Credit: Kristina / Adobe Stock
Every spring, educators across the United States wrestle with life-changing professional decisions: Should I stay at this school? Should I retire? Should I transfer? In an era marked by increasing teacher resignations, a shrinking pool of teacher candidates, and mounting pressures on educators, it has never been more crucial for school leaders to understand what makes educators stay.
To explore this issue, we interviewed 26 educators from 12 U.S. states and 4 countries—Denmark, Jamaica, Pakistan, and Canada. Several questions in our survey asked why teachers chose to leave their school and what leaders could have done differently to make them stay. Based on the educators’ responses, four actions emerged. All are within a school leader’s influence and control, and all can increase retention.
1. Trust teachers and empower their professional judgment.
Across every interview, a consistent theme arose: Educators thrive when they’re trusted. When they’re micromanaged or treated like interchangeable parts, they disengage or leave.
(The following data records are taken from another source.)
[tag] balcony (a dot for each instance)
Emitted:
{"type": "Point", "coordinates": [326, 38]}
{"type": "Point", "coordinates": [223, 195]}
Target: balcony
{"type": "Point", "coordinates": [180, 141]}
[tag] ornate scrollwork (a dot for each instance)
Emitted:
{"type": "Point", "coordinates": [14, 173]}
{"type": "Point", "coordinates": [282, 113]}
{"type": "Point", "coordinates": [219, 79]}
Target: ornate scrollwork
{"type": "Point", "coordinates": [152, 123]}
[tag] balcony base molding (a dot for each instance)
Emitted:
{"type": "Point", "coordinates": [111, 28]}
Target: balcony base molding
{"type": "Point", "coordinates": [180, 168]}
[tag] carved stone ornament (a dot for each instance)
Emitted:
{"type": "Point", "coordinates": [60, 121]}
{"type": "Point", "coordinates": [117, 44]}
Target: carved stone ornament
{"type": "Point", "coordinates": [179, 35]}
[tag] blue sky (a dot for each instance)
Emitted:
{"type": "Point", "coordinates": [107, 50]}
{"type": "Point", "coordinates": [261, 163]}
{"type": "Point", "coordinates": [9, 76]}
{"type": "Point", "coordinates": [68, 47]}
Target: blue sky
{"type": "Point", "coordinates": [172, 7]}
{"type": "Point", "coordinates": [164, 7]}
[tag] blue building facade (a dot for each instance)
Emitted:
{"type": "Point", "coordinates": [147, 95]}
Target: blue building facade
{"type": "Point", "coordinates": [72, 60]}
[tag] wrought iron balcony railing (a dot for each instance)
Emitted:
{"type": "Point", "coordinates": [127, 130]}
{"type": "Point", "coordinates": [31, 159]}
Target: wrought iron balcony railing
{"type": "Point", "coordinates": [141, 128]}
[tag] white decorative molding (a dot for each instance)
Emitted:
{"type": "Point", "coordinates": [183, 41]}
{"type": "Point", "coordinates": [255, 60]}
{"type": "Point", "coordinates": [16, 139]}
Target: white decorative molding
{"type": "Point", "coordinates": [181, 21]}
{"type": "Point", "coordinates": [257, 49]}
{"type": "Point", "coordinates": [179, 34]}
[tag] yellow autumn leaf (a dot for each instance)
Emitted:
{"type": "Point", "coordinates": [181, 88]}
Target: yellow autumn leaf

School leaders can build trust and empowerment by:
  • Resisting the urge to micromanage. Rather than scripting every instructional move, leaders can engage teachers in setting shared goals and trust them to chart the best path toward those goals. For example, at a school where Carrie coached, benchmark data revealed inconsistent levels of student mastery in English language arts (ELA). Rather than mandating a solution, school leadership brought the ELA team together and said, “Our shared goal is to ensure that all students demonstrate mastery on ELA standards. I’d like us to focus on using checks for understanding more intentionally. I trust each of you to decide what that looks like in your classrooms.” One teacher began incorporating quick writes throughout the lesson and exit slips at the end. Another used digital tools for annotation and embedded formative assessment questions to get real-time feedback. This leadership approach led to improved student outcomes and greater teacher investment because teachers felt ownership of both the problem and the solution.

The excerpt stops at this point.